Seagrass canopy dynamics

The seagrass-current interaction has been successfully simulated by Verduin and Backhaus (2000) by means of coupling an ocean circulation model (HAMSOM) and a Lagrangian tracer model. The model set-up was basically two-dimensional with a vertical and a horizontal coordinate. A harmonic swell wave travelling into the direction of the positive $ x$-coordinate had been specified at one open boundary.

The seagrass was represented by passive Lagrangian tracers which freely followed the flow as long as they were located inside prescribed excursion limits. The movement was simply frozen when the excursion limit was reached and the flow tendency was to carry them even further out. Only in that situation, the seagrass tracers had an effect on the current speed by exerting a quadratic friction on the flow.

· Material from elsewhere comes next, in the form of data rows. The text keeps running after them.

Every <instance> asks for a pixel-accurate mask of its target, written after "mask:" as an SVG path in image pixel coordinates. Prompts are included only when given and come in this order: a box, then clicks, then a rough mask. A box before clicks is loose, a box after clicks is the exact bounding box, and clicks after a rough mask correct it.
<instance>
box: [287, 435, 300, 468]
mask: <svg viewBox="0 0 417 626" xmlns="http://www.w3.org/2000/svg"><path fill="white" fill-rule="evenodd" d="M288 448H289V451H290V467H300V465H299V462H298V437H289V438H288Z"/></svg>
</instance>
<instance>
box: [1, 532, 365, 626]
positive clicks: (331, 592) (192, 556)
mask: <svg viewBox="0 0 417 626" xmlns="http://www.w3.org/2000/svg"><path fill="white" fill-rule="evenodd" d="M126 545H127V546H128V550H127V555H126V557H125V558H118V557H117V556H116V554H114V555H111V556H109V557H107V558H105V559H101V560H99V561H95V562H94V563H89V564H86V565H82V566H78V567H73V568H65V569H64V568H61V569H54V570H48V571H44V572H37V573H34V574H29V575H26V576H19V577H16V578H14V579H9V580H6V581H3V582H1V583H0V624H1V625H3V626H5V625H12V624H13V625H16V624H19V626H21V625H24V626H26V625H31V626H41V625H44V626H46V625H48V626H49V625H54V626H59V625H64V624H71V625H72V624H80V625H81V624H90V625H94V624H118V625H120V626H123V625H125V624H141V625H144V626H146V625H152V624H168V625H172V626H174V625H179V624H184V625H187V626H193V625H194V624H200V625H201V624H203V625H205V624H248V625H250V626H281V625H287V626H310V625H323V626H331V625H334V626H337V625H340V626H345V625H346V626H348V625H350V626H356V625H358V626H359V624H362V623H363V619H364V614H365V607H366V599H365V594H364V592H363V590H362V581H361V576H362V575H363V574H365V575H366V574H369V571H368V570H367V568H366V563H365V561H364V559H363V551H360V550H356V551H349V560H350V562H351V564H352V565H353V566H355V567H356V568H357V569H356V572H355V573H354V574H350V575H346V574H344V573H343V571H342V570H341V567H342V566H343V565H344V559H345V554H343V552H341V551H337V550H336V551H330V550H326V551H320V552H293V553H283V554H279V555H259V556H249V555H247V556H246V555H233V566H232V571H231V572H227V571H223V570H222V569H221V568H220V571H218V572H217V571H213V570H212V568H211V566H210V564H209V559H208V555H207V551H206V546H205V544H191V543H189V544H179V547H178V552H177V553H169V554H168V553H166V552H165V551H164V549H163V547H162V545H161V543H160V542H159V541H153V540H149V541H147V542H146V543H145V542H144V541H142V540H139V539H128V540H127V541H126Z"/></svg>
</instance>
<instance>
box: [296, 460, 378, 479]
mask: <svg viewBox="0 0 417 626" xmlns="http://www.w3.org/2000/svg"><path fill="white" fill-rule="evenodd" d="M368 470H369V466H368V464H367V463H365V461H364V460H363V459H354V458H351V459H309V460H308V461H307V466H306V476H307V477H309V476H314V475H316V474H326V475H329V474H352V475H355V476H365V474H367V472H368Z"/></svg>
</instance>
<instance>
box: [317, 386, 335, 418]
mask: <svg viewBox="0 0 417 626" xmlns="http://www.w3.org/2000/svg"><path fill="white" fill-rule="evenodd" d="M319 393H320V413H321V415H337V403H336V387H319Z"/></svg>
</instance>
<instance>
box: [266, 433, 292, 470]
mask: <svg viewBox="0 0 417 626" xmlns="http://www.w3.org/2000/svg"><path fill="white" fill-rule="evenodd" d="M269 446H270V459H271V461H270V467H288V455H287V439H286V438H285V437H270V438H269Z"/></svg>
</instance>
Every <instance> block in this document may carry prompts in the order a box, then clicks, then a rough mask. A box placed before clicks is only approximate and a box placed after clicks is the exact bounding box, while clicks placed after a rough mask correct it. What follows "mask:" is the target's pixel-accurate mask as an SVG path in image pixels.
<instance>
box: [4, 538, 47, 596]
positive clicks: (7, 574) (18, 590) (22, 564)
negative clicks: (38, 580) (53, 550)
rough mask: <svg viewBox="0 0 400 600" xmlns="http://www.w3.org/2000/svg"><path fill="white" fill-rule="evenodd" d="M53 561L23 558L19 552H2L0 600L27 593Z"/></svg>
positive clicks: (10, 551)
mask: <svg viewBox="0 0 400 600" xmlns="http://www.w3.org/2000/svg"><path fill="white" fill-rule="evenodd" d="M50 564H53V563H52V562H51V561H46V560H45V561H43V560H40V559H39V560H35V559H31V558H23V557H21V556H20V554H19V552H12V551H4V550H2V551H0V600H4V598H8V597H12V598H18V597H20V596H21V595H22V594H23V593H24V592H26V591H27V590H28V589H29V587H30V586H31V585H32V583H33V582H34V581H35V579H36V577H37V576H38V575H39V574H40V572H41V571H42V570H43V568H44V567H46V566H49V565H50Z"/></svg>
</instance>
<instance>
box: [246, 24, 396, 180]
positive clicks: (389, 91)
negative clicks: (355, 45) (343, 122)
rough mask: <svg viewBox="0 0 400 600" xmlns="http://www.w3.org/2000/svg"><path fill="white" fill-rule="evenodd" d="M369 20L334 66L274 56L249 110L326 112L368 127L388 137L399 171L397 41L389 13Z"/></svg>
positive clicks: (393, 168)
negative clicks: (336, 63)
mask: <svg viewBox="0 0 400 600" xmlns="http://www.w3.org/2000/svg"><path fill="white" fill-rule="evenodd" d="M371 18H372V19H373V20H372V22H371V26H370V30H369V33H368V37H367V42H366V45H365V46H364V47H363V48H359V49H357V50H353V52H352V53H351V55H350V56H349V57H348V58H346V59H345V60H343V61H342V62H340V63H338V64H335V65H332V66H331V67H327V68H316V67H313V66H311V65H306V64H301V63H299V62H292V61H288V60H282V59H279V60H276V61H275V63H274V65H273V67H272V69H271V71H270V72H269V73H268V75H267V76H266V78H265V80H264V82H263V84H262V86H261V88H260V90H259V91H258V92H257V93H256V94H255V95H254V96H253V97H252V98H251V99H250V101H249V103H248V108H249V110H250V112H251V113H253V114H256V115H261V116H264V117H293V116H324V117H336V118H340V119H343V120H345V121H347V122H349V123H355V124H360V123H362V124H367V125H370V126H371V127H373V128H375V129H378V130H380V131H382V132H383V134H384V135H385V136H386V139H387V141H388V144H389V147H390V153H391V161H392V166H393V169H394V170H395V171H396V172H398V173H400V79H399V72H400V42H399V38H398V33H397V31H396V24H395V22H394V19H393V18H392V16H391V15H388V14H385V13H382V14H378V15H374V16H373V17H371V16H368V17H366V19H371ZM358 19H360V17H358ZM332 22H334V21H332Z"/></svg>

The basic result of Verduin and Backhaus (2000) for a location inside the seagrass meadow was, that the mean kinetic energy had a local maximum just above the upper reach of the seagrass. That was found to be in good agreement with field measurements.

It is interesting to perform the following two experiments:

A:
Now extra turbulence is produced by leaf-current friction, $ \alpha=0$.
B:
All friction losses between leaves and current are converted to turbulence, $ \alpha=1$.

The results for these two experiments are shown in Burchard and Bolding (2000). The sensivity to $ \alpha$ seems to be small, only the profiles of averaged turbulent kinetic energy are significantly influenced. The results of Verduin and Backhaus (2000) are basically reproduced. Especially, the local maximaum of mean kinetic energy just above the upper reach of seagrass is well simulated. The only striking difference is that in our model the seagrass shows an asymmetry for the excursion which is following the residual transport caused by the waves travelling from left to right.

Data files:

seagrass.dat height above bed in m, excursion limit in m, friction coefficient in m$ ^{-1}$.